Following France's lead, Denmark will be placing a ban on Islamic full-face coverings in public places for national security purposes.
According to The Independent, "The government said it planned to fine people who wore items including the burqa and the niqab which are worn by some Muslim women."
The proposed law would reportedly fine people up to 10,000 kroner ($1600) if they are repeatedly caught.
Justice Minister Justice Soren Pape Poulsen said wearing the face-covering in public places is "incompatible" with Danish society.
“It is incompatible with the values of the Danish society or the respect for the community to keep the face hidden when meeting each other in the public space,” Poulsen said. “With a ban, we draw a line in the sand and establish that here in Denmark we show each other trust and respect by meeting each other face to face."

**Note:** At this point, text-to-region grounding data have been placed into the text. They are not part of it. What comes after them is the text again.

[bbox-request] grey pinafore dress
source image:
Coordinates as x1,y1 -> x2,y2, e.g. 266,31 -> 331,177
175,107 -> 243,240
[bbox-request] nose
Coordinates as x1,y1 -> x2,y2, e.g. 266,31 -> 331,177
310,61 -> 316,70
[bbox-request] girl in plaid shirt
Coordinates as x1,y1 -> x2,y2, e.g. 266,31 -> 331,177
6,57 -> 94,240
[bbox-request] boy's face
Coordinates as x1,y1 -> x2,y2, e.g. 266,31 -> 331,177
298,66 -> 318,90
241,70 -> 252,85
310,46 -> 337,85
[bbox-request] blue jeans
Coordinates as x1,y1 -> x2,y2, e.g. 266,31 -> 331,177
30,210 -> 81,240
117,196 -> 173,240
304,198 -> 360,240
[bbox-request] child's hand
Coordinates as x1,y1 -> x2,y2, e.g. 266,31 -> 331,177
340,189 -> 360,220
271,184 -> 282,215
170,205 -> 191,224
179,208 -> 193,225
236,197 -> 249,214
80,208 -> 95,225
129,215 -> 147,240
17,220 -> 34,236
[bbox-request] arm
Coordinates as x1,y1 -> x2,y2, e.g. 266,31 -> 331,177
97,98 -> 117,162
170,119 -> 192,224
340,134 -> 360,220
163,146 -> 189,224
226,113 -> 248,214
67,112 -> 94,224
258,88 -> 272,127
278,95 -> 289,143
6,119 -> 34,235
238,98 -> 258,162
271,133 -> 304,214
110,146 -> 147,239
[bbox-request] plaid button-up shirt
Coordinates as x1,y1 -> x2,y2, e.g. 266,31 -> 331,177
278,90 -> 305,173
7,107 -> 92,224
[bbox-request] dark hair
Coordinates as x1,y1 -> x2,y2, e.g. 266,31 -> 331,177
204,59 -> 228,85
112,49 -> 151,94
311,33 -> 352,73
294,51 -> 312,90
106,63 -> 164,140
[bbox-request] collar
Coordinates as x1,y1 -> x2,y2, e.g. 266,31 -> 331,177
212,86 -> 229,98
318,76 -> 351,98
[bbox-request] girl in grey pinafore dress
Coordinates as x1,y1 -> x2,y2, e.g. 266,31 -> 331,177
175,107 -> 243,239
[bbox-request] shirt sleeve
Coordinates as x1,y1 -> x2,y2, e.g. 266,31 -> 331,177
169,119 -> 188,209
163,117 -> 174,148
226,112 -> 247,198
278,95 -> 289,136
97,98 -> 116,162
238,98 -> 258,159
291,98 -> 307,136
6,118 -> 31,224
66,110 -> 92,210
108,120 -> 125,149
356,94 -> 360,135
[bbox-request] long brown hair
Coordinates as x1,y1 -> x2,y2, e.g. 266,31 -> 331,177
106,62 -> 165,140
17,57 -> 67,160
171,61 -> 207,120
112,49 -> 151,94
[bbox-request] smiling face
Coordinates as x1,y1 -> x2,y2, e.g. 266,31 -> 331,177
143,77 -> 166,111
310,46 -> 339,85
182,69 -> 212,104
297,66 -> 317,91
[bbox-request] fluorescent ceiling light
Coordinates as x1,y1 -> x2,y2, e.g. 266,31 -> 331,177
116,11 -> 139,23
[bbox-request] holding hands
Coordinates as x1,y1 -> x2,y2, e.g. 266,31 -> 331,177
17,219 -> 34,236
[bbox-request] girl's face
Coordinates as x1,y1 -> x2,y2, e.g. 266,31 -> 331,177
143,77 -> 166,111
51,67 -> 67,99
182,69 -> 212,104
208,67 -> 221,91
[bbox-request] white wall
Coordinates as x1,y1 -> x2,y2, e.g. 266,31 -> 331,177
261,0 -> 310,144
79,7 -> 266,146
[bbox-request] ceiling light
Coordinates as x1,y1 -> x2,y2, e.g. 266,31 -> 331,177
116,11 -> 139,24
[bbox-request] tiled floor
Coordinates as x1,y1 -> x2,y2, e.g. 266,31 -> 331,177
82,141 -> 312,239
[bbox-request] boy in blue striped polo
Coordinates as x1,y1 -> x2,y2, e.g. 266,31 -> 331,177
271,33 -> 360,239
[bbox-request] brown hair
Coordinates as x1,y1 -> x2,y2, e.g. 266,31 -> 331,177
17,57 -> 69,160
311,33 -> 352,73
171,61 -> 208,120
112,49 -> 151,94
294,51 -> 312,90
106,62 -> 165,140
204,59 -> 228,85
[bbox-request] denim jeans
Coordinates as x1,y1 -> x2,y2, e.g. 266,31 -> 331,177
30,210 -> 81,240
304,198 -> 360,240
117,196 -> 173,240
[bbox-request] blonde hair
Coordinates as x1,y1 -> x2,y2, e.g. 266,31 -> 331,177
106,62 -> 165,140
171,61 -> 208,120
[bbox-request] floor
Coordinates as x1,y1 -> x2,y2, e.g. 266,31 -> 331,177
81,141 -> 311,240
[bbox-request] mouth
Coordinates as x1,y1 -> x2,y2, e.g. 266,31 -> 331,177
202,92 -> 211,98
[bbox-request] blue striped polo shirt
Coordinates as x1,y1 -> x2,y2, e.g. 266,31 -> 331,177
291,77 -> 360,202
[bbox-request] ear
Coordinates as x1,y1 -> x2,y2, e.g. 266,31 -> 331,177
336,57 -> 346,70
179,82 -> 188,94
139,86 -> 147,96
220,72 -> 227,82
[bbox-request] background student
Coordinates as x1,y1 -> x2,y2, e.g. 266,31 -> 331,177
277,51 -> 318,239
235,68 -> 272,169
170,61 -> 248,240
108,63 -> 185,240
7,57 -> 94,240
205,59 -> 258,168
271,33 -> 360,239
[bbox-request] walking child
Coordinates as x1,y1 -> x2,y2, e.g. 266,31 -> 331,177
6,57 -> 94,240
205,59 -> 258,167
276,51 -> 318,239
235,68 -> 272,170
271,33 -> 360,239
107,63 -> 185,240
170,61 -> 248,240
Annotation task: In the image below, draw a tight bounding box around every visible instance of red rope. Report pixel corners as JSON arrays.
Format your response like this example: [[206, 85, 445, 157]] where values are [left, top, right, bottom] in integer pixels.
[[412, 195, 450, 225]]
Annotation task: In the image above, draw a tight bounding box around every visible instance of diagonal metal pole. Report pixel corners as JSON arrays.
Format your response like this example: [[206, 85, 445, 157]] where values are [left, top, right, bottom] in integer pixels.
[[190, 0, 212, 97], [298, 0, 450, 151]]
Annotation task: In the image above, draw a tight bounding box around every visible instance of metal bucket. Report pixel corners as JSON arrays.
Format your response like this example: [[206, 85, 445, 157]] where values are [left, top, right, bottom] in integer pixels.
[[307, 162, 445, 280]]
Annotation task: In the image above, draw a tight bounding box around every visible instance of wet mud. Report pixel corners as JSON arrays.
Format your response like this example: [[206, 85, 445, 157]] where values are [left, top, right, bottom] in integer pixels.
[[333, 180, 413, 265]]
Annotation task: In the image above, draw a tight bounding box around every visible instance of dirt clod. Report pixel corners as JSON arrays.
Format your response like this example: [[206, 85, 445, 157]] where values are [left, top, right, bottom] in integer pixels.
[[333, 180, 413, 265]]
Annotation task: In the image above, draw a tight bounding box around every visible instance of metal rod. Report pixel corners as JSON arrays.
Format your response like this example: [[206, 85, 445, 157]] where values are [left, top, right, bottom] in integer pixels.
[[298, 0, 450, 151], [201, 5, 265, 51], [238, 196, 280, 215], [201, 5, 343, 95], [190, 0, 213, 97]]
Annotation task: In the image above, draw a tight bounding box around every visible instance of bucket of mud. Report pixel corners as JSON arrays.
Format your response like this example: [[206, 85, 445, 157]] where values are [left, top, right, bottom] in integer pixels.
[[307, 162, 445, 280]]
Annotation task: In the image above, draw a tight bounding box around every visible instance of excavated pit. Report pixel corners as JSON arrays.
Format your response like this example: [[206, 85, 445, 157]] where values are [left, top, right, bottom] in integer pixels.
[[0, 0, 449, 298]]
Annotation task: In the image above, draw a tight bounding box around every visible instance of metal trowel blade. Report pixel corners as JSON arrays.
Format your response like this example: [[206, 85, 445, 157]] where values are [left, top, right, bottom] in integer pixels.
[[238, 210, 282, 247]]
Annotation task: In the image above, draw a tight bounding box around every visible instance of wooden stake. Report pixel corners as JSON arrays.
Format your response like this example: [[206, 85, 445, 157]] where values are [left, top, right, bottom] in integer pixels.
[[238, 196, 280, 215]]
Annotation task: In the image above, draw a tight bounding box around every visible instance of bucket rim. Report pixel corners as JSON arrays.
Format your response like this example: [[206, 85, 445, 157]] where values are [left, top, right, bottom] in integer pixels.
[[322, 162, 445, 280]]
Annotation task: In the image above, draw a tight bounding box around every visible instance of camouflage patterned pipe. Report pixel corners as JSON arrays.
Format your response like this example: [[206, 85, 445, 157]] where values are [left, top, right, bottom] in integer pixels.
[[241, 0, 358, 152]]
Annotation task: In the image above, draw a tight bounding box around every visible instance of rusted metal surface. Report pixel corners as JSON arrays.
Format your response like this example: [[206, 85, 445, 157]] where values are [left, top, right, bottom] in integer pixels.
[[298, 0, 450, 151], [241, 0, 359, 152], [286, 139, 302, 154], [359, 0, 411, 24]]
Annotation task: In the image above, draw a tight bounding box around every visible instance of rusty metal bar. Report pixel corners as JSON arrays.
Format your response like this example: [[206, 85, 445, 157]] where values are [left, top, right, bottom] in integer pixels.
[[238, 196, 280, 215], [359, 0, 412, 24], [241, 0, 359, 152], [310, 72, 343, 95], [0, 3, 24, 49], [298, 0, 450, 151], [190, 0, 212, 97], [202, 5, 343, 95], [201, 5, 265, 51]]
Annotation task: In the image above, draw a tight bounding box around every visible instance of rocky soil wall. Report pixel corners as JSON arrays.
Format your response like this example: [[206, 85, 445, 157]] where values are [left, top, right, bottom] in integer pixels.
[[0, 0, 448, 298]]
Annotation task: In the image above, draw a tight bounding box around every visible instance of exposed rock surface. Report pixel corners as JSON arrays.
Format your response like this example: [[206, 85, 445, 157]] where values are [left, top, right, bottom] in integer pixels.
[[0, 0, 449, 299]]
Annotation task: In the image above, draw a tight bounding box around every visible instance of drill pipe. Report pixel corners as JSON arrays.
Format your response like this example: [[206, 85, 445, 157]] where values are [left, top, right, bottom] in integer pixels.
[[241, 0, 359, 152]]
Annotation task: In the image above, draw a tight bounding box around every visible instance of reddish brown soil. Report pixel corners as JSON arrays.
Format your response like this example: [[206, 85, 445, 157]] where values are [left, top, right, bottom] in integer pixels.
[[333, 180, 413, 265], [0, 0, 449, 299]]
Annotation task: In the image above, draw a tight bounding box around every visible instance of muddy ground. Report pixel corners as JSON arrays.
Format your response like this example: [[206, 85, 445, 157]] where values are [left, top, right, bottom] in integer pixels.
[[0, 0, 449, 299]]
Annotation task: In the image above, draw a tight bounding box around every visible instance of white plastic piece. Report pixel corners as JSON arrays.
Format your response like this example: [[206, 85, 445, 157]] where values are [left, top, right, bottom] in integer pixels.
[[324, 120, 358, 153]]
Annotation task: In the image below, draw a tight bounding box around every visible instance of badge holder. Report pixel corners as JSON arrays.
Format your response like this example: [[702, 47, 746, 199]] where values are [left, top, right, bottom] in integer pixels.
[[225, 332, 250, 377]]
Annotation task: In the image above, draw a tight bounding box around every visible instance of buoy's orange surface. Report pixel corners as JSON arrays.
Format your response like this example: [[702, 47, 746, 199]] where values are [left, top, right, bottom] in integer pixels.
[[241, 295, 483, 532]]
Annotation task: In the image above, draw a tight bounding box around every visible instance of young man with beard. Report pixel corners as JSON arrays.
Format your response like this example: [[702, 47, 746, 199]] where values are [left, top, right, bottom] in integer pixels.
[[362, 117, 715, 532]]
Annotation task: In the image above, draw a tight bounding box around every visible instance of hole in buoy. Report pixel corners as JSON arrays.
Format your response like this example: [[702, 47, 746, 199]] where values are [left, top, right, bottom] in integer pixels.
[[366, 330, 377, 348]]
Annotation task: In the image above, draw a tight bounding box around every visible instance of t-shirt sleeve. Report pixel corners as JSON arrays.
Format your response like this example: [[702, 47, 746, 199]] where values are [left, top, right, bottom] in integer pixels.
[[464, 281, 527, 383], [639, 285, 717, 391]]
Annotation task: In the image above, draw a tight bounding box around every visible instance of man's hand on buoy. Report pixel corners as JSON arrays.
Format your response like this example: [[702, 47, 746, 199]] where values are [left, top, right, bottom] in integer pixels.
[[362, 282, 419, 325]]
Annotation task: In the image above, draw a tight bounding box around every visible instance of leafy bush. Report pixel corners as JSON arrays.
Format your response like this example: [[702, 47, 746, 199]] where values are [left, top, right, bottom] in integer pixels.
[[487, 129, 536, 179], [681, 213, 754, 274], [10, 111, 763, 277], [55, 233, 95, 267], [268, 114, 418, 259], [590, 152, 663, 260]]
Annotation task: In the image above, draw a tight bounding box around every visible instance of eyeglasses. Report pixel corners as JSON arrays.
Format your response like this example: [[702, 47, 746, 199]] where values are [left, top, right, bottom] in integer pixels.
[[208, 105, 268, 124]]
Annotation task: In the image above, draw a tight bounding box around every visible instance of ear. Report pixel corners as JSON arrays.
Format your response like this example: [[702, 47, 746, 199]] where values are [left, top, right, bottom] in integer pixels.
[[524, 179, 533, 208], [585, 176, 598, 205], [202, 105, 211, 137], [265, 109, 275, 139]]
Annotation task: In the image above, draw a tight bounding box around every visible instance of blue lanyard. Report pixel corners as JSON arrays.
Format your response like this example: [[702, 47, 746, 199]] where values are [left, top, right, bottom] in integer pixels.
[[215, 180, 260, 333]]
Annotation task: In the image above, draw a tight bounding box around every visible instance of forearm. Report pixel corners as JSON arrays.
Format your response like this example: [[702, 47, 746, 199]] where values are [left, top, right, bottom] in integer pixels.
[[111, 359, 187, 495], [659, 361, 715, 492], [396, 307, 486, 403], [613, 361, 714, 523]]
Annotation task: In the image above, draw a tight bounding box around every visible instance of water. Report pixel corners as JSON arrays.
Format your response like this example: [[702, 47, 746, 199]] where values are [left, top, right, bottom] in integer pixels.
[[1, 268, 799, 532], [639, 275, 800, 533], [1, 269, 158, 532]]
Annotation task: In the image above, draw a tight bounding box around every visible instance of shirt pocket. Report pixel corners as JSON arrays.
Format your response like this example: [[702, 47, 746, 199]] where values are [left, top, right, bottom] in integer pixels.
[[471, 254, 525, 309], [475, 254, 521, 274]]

Support for the law stems largely from the Danish People’s Party, which will push through the legislation. However, all three parties expressed support for the ban this past October.
Previous estimates show the new law would affect no fewer than 200 women. Special occasions, such as Halloween, will allow face coverings.
Should Denmark successfully implement the proposed ban, it will fall in line with France, Belgium, the Netherlands, Bulgaria and the German state of Bavaria. More from the Independent:
Following legal challenges to Belgium’s 2011 national ban, the European Court of Human Rights upheld the country’s right to implement the ban in full. Judges said it did not violate the rights to private and family life, or freedom of religion or discrimination laws.
In June 2017 Norway’s government proposed a ban on face-covering Muslim veils in kindergartens, schools and universities.
Various head coverings are worn by Muslim women, but the bans will only include those that cover the face.
The niqab, which covers the face but leaves the eyes clear, will therefore be banned, along with the burqa, which is the most concealing of all Islamic veils, leaving just a mesh screen to see through.
Hijabs, which only cover the head, will remain legal.